The Evolution of Discovery Pricing
Of course, these challenges weren’t created by the current health and economic crises. After all, law firms have long faced pressure to reduce costs. Similarly, eDiscovery pricing has been the subject of sustained, fairly unyielding, criticism ever since eDiscovery even became a “thing.” (In 2015, for example, in an interview with this blog, celebrated U.S. Judge John Facciola described the cost of discovery as the greatest challenge to the administration of justice in the country.) And those same costs have led many law firms and corporate legal departments to move away from high-priced software and vendor-driven approaches as easy-to-use, affordable, and scalable cloud-based solutions have become available.
"The writing was on the wall—in the cloud era, the days of high-priced vendors were numbered."
This evolution can be seen in Logikcull’s own history. In 2004, Logikcull began as Logik, a brick and mortar vendor specializing in high-priced data processing for some of the highest-profile disputes. The model was so successful that the company was named 181 on the Inc. 500 list in 2009, marking it as one of the fastest-growing, privately-held companies in the country.
But the writing was on the wall—in the cloud era, the days of high-priced vendors were numbered. Recognizing this, Logik developed Logikcull, the cloud-based discovery platform you know today, and declared “the end of eDiscovery”.
One year ago, Logikcull made another significant jump: we ended hosting fees. Seeing that per-GB, monthly hosting fees, the standard approach to eDiscovery pricing for most software and vendors, were unjustified, unsustainable, and counterintuitive, we got rid of them. (More on that below.) Today, Logikcull has no hosting fees, no line items, no markups. Whether a project has 10 GB of data or a terabyte, the same low, monthly, per-matter rate applies. (For the curious, that rate is a one-time $25 per GB for processing, applied to the uploaded size of data, and a flat $395 monthly matter rate.)

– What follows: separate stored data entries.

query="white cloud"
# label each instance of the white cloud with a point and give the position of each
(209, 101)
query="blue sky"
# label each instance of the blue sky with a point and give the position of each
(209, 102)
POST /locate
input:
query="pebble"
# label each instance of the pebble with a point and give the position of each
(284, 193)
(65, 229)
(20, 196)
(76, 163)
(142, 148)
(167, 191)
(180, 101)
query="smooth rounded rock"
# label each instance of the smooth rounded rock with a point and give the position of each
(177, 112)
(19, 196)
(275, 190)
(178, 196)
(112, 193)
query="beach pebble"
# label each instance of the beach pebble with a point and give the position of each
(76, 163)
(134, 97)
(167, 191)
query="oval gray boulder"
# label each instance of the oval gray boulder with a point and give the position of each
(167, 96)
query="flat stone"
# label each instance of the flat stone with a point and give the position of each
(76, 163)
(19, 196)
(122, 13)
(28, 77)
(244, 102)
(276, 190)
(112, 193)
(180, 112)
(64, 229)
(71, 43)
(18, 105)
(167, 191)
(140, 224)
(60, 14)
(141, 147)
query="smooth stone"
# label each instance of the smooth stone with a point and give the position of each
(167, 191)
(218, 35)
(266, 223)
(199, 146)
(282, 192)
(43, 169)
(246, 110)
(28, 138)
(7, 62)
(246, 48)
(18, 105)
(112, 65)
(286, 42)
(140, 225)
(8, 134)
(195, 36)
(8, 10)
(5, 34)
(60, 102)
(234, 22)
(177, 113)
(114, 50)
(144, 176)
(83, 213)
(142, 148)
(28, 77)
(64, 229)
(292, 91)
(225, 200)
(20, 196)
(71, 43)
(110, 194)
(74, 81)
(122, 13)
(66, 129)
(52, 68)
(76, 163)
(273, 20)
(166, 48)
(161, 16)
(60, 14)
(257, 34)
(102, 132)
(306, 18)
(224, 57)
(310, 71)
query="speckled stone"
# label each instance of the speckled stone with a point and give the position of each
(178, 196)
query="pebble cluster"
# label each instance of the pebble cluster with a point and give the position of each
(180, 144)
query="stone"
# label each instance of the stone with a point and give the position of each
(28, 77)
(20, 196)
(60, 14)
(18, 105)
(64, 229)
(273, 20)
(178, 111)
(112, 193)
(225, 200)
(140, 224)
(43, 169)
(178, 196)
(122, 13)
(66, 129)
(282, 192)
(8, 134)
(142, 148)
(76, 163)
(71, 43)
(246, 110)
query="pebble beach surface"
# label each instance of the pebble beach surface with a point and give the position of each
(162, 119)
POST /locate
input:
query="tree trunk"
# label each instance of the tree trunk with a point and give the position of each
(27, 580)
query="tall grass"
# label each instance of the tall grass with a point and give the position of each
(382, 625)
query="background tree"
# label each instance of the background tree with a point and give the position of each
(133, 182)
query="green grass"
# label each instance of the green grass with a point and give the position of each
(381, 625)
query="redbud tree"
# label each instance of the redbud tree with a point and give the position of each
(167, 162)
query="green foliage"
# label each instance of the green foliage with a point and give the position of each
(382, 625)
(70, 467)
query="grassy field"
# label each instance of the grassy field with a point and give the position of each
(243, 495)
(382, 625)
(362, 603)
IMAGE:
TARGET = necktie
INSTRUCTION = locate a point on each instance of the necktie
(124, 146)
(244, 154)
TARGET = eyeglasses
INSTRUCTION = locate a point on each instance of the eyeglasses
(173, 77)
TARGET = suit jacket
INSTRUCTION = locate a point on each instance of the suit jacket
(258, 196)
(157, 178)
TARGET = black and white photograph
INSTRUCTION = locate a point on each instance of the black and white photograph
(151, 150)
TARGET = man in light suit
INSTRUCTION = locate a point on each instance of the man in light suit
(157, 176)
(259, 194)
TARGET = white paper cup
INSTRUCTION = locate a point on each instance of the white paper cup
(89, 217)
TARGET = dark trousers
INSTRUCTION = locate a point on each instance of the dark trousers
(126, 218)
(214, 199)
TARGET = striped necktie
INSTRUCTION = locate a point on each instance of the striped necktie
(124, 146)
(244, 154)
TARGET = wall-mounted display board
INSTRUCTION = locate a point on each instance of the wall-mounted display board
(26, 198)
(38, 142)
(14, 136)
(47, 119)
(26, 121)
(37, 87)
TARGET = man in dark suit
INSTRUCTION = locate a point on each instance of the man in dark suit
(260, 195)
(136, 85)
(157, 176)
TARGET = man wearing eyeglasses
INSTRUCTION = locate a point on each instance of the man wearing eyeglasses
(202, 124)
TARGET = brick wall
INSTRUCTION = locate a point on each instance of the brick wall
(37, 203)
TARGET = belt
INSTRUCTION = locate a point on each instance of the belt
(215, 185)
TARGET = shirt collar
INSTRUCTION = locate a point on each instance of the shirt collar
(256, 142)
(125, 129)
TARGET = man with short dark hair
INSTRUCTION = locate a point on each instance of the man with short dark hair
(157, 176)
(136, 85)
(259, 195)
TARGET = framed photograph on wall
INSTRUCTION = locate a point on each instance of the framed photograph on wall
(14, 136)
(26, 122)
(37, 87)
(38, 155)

It made sense then, and even more so today.
Per-Matter Pricing Without the Hosting Fees
For firms looking to quickly reduce spend given the current economic climate and to show clients that they understand and are responding to the need to rein in costs, eliminating extraneous fees can be an easy win.
“Under a hosting-fees model, one terabyte of data, at $30 per GB per month, costs $360,000 a year. Think of what you could do with $360,000 right now.”
Take, for example, a 100 GB discovery matter. On a typical platform using a hosting-fees model, the firm (and their client if they pass costs through) might be charged $30 per GB, per month. That means $3,000 just to host the matter, every month. In the grand scheme of litigation, that might not seem like too much, but for a matter where discovery lasts one year, that’s $36,000. Multiply that by dozens of matters, and firms are facing six- and seven-figure costs just for their discovery platforms.
Under this model, one terabyte of data, at $30 per GB per month, costs $360,000 a year.
Think of what you could do with $360,000 right now.
This becomes increasingly urgent as more matters are put on hold. Throughout the country, trials are on pause and courts slowed or shuttered——lengthening the period projects will need to be hosted and, thus, multiplying the impact (and pain) of monthly hosting fees. Many matters are simply stuck in a holding pattern, waiting for things to pick back up at some tentative future date. But those four- and five-figure hosting costs continue to pile up.
Law firms in this position are faced with an unenviable choice: grin and bear it or delete the matter entirely, potentially losing valuable work product once a matter is taken offline.
There is an alternative though. You can switch. With no hosting fees and only a straightforward monthly per-matter rate, costs are predictable, controllable, and manageable.
The urgency of this approach is more apparent now than ever—and it’s fueling a rapid migration from high-priced hosting platforms to a new approach to discovery. Necessity is the mother of invention.